History of Wahgoshig First Nation 

Since time immemorial, the people of Wahgoshig First Nation have lived and thrived in the Abitibi region. Formerly known as Abitibi Band of Abitibi Indians, Wahgoshig First Nation is an Algonquin community whose traditional territory straddles a large segment of Northeastern Ontario and Northwest Quebec. The Wahgoshig people were known centuries ago as a nomadic group of hunter-gatherers, and the majority of our members have Algonquin or Cree descent. Our codes, customs, and culture are reflective of our Peoples.

ARRIVAL OF SETTLER EUROPEANS

When the settler Europeans arrived to this land in the 1600’s, the Indigenous Peoples and the British Crown began to enter into land agreements. The Abitibi Indian Reserve No. 70 was created when the James Bay Treaty (Treaty 9) was signed at the Hudson's Bay Company post on Lake Abitibi in Quebec on June 7, 1906. 

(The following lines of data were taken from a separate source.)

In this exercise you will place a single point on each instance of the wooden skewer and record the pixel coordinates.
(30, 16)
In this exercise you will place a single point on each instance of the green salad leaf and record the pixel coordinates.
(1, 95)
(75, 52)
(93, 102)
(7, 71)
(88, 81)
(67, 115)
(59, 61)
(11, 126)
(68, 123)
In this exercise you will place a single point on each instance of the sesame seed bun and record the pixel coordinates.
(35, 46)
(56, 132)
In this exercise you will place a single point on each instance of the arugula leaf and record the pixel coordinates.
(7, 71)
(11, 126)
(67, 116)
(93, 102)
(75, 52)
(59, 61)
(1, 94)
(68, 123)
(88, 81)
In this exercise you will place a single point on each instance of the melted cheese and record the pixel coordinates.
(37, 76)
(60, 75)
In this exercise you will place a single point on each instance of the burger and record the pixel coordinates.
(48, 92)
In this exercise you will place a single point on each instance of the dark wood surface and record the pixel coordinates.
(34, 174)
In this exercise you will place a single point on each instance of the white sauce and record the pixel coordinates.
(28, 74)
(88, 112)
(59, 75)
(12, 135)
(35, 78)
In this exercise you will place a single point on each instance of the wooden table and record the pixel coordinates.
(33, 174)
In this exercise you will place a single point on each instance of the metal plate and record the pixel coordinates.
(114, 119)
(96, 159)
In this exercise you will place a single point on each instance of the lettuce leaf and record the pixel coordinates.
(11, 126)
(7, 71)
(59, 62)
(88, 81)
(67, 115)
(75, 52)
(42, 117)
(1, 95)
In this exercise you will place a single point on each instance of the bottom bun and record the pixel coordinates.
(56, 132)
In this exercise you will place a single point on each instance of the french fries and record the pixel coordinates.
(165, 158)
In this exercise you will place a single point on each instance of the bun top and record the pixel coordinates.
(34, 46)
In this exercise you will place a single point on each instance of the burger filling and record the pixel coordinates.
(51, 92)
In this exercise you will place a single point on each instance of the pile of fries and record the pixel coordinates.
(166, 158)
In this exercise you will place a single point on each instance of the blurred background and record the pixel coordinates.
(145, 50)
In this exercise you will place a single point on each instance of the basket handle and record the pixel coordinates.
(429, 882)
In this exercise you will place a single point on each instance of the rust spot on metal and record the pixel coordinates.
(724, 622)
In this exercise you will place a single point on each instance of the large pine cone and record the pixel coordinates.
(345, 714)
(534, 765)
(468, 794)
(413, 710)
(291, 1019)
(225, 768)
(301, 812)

When the Crown’s Treaty Commissioners arrived at the Hudson's Bay Company post on Lake Abitibi in Quebec on June 7, 1906, they only met with the Indians located within Ontario, not the Indians in Quebec. The Abitibi Indians hunted on both sides of the border and wanted to talk with the Commissioners together; they did not want to be separated. It was also believed that the Treaty 9 discussions were with the Crown and not with the provincial government, therefore both Ontario and Quebec hunters could participate. But at this time, the Commissioners told the Quebec Indians that the the Treaty talks had no authority from the Quebec and would only talk with the Ontario Indians. The Commissioners said they would try to see if the Quebec government would allow them to return later to talk about setting aside reserve land for the Quebec hunters. 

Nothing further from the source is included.